Un concept proche de celui des universités populaires, avec un supplément d’énergie et même d’insolence. Le fils de Sevan Nisanyan, Arsen, 23 ans, en est un habitué.
« Mon père voulait créer un environnement qui s’adresse non seulement à l’esprit mais aussi à l’âme, retrace-t-il. Il voulait des endroits secrets où l’on peut avoir des moments romantiques avec sa petite amie et des salles de classe qui inspirent les étudiants. »
Les sessions ne désemplissent pas. Intensives, elles durent deux semaines, à raison de huit heures de cours par jour. Les plus assidus en enchaînent plusieurs durant l’été. Différents programmes peuvent se dérouler en même temps, rassemblant chacun au maximum une centaine d’étudiants qui logent dans des dortoirs ou sous des tentes.
Et parce que le charismatique Ali Nesin souhaitait ajouter aux mathématiques d’autres disciplines marginalisées en Turquie, des ateliers de philosophie et d’arts plastiques ont vu le jour récemment. À la clé, pas de diplôme, pas de notes : la simple satisfaction de comprendre et progresser, de s’ouvrir au monde. Une session coûte environ 300 euros, mais des bourses permettent aux étudiants les plus modestes d’étudier gratuitement.
Le village des mathématiques est perché à 15 km de la côte égéenne et ses stations balnéaires. (Crédit : Clément Girardot)
Les professeurs, eux, viennent enseigner bénévolement de toute la Turquie et même parfois de l’étranger, guidés par le concept d’ « éducation pirate » cher à Ali Nesin : ”C’est la liberté totale d’enseigner ce que l’on veut. L’État turc veut s’occuper de tout. J’ai même été inculpé pour enseignement illégal car, pour donner des cours ici, il faudrait demander une permission, signer des papiers, donner une liste des sujets abordés, qu’un inspecteur vienne… » détaille le mathématicien.
« Notre but, continue-t-il, n’est pas [que les étudiants] apprennent mais qu’ils comprennent, qu’ils fassent plus confiance à leur intelligence. Avant, ils étaient esclaves du professeur et ici ils deviennent les maîtres de leur savoir. »
Cette approche séduit des jeunes qui ne se reconnaissent pas dans un système scolaire favorisant l’apprentissage par cœur et marginalisant la réflexion personnelle. « On pensait qu’un Village des mathématiques était une idée utopique mais le temps a montré que c’était un besoin en Turquie », soutient Ali Nesin. Environ 5 000 étudiants s’y relaient chaque année. En dehors des vacances scolaires, le village accueille aussi des chercheurs pour des séminaires et des groupes de recherche.
SOURCE D’ESPOIR
En parallèle, l’état démocratique du pays s’est fortement dégradé ces dernières années. La Turquie détient le triste record mondial du nombre de journalistes emprisonnés. Des centaines d’associations et de fondations ont été arbitrairement fermées depuis l’instauration de l’état d’urgence.

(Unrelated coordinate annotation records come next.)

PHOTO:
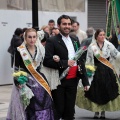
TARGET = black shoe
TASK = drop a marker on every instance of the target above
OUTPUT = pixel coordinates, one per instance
(95, 117)
(102, 117)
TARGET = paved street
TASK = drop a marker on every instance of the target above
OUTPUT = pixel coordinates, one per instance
(5, 93)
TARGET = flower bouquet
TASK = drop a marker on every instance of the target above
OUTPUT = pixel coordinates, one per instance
(90, 70)
(76, 57)
(26, 94)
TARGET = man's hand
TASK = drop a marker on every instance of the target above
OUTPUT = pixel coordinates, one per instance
(86, 88)
(56, 58)
(71, 63)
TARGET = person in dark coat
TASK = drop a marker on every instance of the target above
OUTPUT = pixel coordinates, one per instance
(65, 47)
(15, 42)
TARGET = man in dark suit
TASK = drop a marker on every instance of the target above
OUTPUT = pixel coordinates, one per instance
(65, 47)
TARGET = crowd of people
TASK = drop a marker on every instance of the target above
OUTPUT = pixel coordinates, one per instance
(57, 68)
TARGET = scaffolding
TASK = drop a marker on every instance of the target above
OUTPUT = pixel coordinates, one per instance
(113, 17)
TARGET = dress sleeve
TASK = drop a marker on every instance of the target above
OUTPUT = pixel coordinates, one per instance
(115, 54)
(90, 56)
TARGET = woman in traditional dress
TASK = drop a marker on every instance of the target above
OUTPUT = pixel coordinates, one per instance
(103, 94)
(29, 57)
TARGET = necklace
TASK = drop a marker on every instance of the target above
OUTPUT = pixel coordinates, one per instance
(33, 57)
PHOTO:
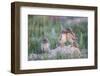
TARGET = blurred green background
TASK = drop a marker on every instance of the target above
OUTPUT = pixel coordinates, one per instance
(50, 27)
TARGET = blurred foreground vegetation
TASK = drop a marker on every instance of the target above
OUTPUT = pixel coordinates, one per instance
(50, 27)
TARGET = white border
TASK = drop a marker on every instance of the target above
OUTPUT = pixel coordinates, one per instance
(25, 64)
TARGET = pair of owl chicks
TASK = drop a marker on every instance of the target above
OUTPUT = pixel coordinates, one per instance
(66, 35)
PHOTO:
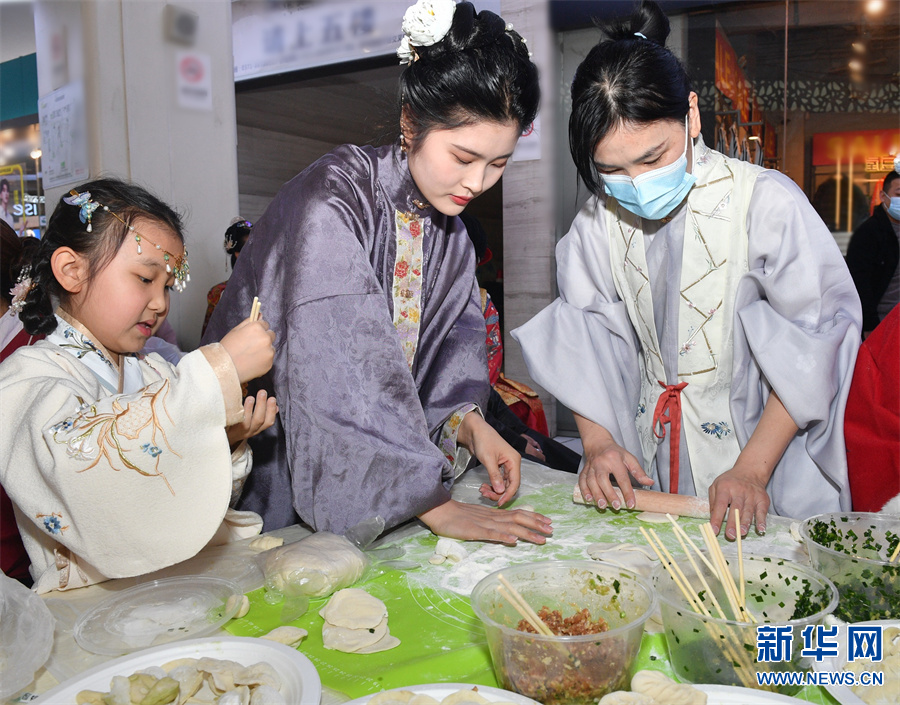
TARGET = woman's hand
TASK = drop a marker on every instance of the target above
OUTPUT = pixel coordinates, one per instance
(474, 522)
(603, 457)
(742, 489)
(499, 458)
(533, 448)
(744, 486)
(259, 414)
(250, 345)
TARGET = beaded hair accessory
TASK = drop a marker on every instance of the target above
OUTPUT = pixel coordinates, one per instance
(20, 291)
(175, 265)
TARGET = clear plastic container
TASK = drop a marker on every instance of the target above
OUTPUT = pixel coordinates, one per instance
(852, 549)
(724, 651)
(565, 669)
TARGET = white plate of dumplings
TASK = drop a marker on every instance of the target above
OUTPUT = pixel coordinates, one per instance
(444, 693)
(300, 683)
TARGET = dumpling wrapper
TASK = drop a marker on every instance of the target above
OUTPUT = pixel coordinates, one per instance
(352, 640)
(465, 696)
(392, 697)
(386, 643)
(661, 688)
(353, 608)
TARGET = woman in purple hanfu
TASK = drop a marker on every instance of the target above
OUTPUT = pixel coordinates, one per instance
(367, 277)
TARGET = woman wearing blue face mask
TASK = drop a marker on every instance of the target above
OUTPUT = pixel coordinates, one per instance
(707, 327)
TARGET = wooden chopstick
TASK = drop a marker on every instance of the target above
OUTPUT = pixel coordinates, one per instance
(523, 608)
(894, 554)
(737, 522)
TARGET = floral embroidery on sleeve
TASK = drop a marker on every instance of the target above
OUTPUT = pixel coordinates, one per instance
(91, 435)
(52, 523)
(407, 284)
(458, 456)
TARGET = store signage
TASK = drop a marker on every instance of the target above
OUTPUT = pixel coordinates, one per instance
(291, 36)
(874, 148)
(730, 78)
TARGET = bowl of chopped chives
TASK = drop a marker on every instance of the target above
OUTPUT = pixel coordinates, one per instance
(711, 618)
(854, 549)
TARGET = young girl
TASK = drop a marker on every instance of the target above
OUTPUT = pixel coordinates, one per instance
(702, 301)
(370, 281)
(119, 464)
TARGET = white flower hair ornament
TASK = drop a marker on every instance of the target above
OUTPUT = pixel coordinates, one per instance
(425, 23)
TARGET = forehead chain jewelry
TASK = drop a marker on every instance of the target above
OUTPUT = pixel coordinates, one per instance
(176, 265)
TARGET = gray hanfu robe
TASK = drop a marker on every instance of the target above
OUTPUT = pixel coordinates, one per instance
(357, 432)
(796, 330)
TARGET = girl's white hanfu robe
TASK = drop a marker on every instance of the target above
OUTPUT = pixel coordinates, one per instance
(115, 475)
(741, 291)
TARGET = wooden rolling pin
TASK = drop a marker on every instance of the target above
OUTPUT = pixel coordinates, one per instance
(662, 502)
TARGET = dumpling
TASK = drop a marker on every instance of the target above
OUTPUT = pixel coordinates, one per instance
(663, 689)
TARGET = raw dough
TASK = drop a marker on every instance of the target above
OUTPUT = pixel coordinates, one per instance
(243, 607)
(292, 636)
(448, 549)
(354, 609)
(315, 566)
(465, 696)
(264, 543)
(623, 697)
(350, 640)
(656, 517)
(640, 559)
(387, 642)
(392, 697)
(356, 622)
(663, 689)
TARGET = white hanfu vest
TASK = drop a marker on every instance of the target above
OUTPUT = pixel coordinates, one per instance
(714, 258)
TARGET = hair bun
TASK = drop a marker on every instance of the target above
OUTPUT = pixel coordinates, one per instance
(647, 23)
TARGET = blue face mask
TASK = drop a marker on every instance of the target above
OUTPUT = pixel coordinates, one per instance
(657, 193)
(894, 209)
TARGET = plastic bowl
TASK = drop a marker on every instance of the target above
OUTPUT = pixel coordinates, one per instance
(852, 549)
(565, 669)
(724, 651)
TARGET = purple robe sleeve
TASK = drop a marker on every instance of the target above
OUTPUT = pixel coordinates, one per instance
(797, 332)
(355, 427)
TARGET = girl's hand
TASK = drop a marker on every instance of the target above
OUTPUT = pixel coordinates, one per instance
(603, 461)
(533, 448)
(474, 522)
(742, 489)
(250, 346)
(259, 414)
(499, 458)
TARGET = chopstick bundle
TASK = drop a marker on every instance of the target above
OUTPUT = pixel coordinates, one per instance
(738, 656)
(511, 595)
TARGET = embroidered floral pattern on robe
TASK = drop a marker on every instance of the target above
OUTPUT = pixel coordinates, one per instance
(111, 432)
(407, 286)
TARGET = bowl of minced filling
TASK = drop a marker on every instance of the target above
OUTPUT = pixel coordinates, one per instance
(563, 631)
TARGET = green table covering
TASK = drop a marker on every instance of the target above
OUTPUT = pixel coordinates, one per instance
(429, 611)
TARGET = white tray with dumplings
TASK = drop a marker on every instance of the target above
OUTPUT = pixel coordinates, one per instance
(300, 683)
(454, 693)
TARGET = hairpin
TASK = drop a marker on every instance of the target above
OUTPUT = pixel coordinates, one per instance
(20, 291)
(84, 202)
(175, 265)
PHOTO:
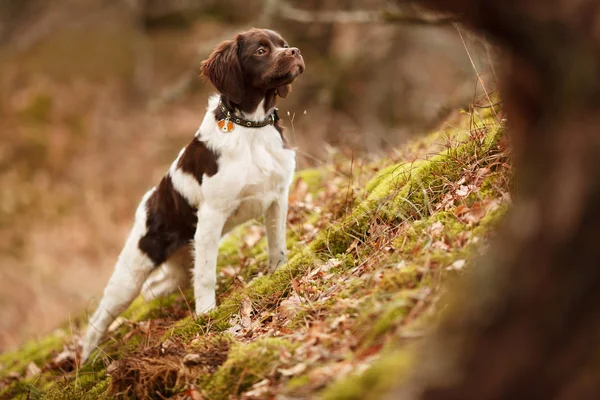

Tout aussi inquiétantes sont les purges effectuées dans l’enseignement secondaire et supérieur. Sevan Nisanyan, le cofondateur du village, est, lui, en prison depuis 2014. Officiellement pour des travaux de rénovation effectués illégalement, plus certainement pour son opposition farouche à Erdogan et ses sorties provocatrices.
« Il y a un malaise général, souligne Berkay, un bénévole. Tout peut être un problème : ce que tu aimes sur les réseaux sociaux, ce que tu dis, où tu vas, même les gens que tu salues dans la rue. Le Village des mathématiques est un lieu de vie d’autant plus important que la Turquie se dirige vers l’obscurité. Son existence montre qu’il y a encore de l’espoir. »
Pour l’instant, la fondation Nesin est relativement épargnée par le pouvoir. Eray, qui vient étudier chaque été depuis 2011, se veut optimiste : « Je ne crois pas qu’ils vont s’attaquer au village. C’est un projet purement éducatif, dédié aux maths et aux sciences. » Si tel devenait le cas, Ali Nesin pourrait compter sur de nombreux soutiens en Turquie ainsi que dans la communauté scientifique.
Déjà, durant l’été 2007, près de 400 académiciens du monde entier avaient signé une pétition pour dénoncer les actions de la police visant à fermer le Village des mathématiques.